Workers at Note Printing Australia (NPA), a wholly-owned subsidiary of the RBA, stopped work on Friday, demanding a 3.5 per cent pay rise, rather than the industry average rate of 2 per cent the central bank is offering.

“If it is so important to lift wages across the economy then here is a rolled-gold opportunity for the Reserve Bank to show some leadership,” said Tony Piccolo, regional secretary of print division at the Australian Manufacturing Workers’ Union.

With wage growth in Australia currently stuck in the doldrums, Reserve Bank of Australia (RBA) Governor Philip Lowe recently called on workers to demand fatter pay hikes.

He told MPs that average annual wage increases need to be around 3.5 per cent to achieve average inflation of 2.5 per cent, the middle of the bank’s target.

The last time wages grew as fast as 3.5 per cent was in the third quarter of 2012.

Mr Piccolo said this was the first time in 107 years that the printing of Australian banknotes had been interrupted by industrial action.
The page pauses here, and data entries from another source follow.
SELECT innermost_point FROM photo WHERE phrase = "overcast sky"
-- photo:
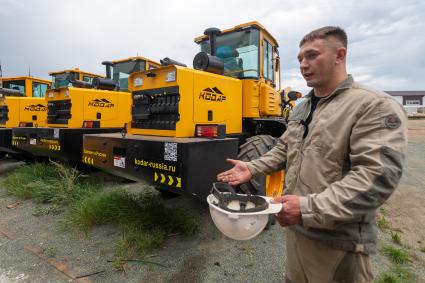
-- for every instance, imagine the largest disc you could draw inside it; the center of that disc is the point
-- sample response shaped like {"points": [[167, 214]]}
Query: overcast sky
{"points": [[386, 38]]}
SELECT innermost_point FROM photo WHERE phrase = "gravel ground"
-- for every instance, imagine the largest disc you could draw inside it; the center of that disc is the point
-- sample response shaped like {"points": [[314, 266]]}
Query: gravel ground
{"points": [[33, 250]]}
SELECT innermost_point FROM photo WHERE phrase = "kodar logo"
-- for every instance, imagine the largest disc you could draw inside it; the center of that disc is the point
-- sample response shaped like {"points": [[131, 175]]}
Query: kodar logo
{"points": [[38, 107], [101, 103], [213, 94]]}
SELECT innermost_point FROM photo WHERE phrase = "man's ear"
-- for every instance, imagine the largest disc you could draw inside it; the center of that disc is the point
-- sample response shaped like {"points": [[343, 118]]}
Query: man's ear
{"points": [[341, 53]]}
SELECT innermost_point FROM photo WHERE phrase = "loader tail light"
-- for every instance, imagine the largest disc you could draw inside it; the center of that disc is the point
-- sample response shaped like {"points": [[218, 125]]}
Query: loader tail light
{"points": [[91, 124], [211, 131], [25, 124]]}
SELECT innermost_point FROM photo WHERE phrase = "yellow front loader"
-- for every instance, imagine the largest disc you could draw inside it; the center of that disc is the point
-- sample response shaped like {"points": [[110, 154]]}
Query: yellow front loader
{"points": [[185, 122], [82, 103], [22, 104]]}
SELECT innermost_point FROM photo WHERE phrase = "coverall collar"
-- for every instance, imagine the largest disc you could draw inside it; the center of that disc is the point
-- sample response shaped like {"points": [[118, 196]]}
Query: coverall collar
{"points": [[345, 84]]}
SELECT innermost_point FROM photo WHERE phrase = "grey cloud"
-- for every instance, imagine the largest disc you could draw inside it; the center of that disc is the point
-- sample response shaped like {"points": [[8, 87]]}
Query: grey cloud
{"points": [[386, 46]]}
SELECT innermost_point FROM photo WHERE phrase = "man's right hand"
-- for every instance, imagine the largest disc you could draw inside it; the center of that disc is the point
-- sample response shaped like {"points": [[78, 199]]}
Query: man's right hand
{"points": [[239, 174]]}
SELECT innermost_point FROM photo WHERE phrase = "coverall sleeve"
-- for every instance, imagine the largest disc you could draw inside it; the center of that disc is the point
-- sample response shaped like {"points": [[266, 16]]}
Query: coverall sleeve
{"points": [[378, 143], [273, 160]]}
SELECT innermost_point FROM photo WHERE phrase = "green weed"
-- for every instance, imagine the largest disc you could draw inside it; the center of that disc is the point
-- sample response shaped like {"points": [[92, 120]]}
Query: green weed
{"points": [[395, 236], [144, 220], [398, 256], [48, 183], [397, 274], [382, 223]]}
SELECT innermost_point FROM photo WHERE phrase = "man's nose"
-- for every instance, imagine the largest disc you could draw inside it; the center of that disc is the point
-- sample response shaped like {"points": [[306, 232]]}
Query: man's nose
{"points": [[303, 64]]}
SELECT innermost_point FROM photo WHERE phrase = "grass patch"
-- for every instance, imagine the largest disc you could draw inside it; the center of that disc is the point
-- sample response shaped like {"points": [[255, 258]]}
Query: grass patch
{"points": [[52, 182], [395, 236], [144, 220], [398, 256], [383, 223], [397, 274]]}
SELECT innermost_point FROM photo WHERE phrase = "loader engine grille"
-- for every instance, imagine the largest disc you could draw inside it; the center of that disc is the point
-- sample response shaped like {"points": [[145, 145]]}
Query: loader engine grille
{"points": [[58, 111], [156, 108], [4, 111]]}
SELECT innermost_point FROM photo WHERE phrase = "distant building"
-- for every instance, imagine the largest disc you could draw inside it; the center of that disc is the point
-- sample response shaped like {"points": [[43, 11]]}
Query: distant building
{"points": [[412, 101]]}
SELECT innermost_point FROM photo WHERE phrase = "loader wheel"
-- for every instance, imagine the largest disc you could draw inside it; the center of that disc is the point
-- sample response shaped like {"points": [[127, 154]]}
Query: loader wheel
{"points": [[270, 185]]}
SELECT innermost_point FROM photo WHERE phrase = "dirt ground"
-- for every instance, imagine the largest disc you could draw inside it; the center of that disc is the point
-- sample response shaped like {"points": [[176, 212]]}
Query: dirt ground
{"points": [[405, 210], [33, 250]]}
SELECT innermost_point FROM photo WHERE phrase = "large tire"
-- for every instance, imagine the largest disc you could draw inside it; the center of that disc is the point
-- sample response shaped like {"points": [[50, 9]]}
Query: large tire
{"points": [[252, 149]]}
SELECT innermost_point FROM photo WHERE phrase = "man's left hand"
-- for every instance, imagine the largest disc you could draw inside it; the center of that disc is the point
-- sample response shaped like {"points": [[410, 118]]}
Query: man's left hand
{"points": [[290, 213]]}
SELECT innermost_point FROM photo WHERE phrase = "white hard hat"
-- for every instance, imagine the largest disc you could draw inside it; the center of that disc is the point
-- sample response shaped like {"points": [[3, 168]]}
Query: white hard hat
{"points": [[239, 216]]}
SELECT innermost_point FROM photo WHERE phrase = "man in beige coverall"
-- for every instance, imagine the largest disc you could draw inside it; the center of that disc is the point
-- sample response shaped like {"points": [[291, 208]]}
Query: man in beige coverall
{"points": [[344, 150]]}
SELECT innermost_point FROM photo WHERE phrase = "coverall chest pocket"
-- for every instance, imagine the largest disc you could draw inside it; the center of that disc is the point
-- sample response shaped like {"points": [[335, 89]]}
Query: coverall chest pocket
{"points": [[294, 139]]}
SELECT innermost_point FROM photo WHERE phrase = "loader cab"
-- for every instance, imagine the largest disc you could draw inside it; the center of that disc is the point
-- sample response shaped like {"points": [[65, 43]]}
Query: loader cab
{"points": [[248, 51], [66, 78], [120, 70], [23, 86]]}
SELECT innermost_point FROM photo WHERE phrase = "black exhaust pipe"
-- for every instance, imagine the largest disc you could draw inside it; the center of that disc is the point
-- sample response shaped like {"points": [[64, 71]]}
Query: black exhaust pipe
{"points": [[167, 61], [105, 84], [212, 34], [108, 65]]}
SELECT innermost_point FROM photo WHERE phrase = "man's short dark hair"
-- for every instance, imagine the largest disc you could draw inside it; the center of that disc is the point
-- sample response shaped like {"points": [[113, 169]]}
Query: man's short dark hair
{"points": [[325, 32]]}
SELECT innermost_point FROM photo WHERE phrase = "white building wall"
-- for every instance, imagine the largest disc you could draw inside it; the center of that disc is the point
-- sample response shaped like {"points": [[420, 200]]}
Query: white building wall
{"points": [[399, 99]]}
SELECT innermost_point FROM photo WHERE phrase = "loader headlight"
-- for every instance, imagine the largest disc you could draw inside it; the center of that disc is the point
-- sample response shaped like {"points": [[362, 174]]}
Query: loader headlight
{"points": [[138, 81], [171, 77]]}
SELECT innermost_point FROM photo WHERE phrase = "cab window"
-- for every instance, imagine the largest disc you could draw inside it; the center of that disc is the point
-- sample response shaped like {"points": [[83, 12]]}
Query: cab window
{"points": [[39, 89], [16, 85], [268, 72]]}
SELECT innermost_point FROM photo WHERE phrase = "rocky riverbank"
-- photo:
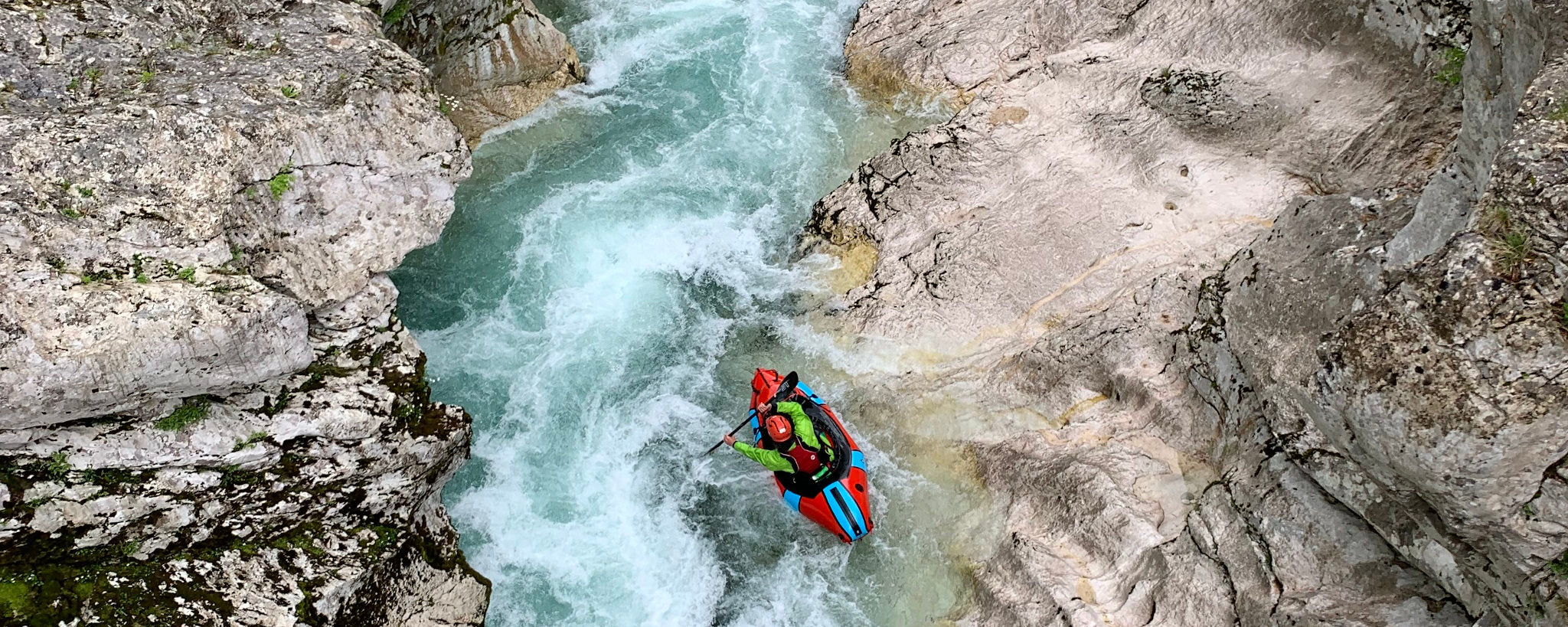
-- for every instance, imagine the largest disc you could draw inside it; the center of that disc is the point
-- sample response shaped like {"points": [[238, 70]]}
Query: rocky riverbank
{"points": [[1264, 302], [211, 410]]}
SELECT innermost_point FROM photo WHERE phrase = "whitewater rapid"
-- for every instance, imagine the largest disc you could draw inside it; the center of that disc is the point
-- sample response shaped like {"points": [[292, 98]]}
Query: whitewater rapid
{"points": [[615, 269]]}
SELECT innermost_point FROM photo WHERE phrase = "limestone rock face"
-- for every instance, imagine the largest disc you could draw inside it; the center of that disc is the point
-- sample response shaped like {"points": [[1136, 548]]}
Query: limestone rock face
{"points": [[496, 60], [209, 413], [1236, 362]]}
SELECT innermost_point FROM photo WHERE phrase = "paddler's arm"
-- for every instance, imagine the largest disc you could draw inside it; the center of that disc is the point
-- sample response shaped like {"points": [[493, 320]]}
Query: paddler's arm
{"points": [[769, 458], [803, 426]]}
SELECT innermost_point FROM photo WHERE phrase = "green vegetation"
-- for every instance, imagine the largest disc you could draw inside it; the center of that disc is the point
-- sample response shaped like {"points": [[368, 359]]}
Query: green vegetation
{"points": [[302, 538], [234, 475], [191, 411], [281, 182], [245, 442], [397, 13], [58, 466], [100, 276], [1509, 242], [384, 535], [1452, 67], [1559, 113]]}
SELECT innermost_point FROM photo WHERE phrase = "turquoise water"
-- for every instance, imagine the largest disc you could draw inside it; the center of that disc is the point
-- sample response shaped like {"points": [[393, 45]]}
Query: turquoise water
{"points": [[615, 269]]}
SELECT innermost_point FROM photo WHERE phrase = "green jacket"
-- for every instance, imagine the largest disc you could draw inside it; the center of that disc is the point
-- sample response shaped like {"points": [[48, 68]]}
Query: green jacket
{"points": [[776, 461]]}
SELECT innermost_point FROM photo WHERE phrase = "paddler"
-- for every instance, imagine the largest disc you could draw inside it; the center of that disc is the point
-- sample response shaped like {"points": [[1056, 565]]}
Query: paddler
{"points": [[795, 444]]}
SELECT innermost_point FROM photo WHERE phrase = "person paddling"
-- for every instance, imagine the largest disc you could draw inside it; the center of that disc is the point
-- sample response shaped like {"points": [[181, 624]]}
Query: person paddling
{"points": [[795, 444]]}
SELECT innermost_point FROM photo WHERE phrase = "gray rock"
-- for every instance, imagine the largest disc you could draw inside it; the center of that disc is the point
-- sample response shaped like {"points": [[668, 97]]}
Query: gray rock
{"points": [[1352, 419], [495, 60], [212, 414]]}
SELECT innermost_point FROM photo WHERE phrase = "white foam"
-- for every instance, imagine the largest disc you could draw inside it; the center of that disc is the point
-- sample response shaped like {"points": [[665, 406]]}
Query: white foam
{"points": [[607, 344]]}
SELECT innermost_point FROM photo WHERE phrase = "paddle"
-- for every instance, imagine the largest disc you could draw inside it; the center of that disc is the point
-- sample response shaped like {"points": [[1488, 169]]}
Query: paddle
{"points": [[782, 392]]}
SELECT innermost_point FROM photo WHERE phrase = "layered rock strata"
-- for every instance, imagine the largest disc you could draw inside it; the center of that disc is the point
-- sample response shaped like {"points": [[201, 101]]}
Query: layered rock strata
{"points": [[495, 60], [1263, 302], [211, 411]]}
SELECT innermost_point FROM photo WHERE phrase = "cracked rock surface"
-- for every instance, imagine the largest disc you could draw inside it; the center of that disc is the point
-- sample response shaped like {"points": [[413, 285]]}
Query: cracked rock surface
{"points": [[211, 410], [1263, 303], [495, 60]]}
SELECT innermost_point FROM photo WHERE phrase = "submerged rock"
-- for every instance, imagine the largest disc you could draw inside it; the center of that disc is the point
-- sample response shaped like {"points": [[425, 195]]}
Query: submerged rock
{"points": [[1244, 362]]}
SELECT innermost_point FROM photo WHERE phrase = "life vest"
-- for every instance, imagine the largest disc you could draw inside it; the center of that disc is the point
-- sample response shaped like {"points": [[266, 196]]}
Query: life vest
{"points": [[806, 459]]}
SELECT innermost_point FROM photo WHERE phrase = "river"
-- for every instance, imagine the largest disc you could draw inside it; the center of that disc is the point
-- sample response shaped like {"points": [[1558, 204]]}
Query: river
{"points": [[615, 269]]}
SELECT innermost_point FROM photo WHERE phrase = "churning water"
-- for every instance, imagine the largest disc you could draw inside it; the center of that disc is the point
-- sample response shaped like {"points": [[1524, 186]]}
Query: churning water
{"points": [[615, 269]]}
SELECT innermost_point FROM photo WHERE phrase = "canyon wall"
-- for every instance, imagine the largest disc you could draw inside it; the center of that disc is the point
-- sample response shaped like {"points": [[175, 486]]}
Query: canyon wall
{"points": [[1263, 302], [209, 410]]}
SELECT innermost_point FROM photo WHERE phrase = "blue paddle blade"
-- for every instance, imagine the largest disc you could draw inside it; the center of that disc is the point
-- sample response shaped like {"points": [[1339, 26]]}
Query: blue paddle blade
{"points": [[786, 387]]}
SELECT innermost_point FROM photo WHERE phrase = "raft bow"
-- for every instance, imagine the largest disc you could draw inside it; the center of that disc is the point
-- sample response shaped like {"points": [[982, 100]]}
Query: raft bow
{"points": [[839, 501]]}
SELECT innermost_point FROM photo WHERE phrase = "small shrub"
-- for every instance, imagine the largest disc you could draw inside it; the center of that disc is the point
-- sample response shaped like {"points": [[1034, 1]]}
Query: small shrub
{"points": [[136, 270], [188, 413], [58, 466], [1452, 67], [281, 182], [245, 442], [396, 15]]}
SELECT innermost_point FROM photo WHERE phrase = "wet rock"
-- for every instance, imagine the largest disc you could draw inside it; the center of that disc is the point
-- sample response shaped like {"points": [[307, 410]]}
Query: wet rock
{"points": [[1223, 380], [495, 60]]}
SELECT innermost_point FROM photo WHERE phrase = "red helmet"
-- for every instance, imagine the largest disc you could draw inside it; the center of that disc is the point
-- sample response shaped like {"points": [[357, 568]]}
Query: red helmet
{"points": [[778, 428]]}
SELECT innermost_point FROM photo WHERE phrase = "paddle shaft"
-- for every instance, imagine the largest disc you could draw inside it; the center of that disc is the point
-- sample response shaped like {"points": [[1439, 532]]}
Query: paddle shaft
{"points": [[731, 433]]}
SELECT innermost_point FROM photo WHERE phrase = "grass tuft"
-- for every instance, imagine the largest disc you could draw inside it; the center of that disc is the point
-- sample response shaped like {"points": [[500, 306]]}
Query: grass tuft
{"points": [[1452, 67], [58, 466], [1509, 242], [245, 442], [281, 182]]}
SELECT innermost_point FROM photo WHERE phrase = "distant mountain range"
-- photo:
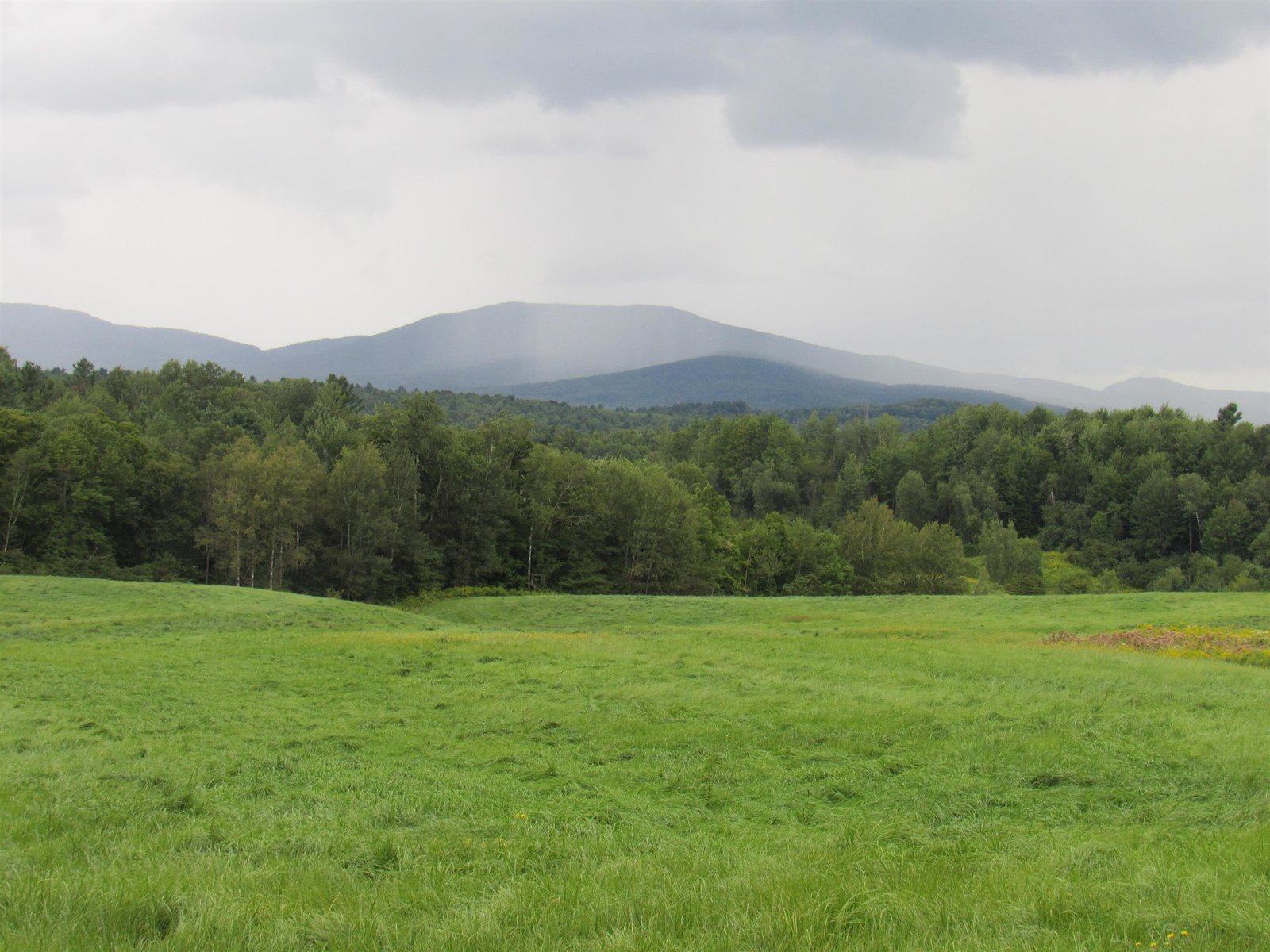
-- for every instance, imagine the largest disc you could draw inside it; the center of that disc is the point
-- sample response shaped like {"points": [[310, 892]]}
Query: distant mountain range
{"points": [[761, 384], [506, 348]]}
The RBA declined to comment on an ongoing matter, including on whether the strike would have any impact on the availability of currency.

Mr Piccolo said the union was prepared to extend the strike if NPA management did not return to the “bargaining table” next week.

NPA has its only printing facility in Melbourne.

Apart from Australian bank notes, it also prints currencies for other central banks using its polymer substrate technology.

Customers include the Reserve Bank of New Zealand, Bank of Thailand, Bank Indonesia and Central Bank of Kuwait.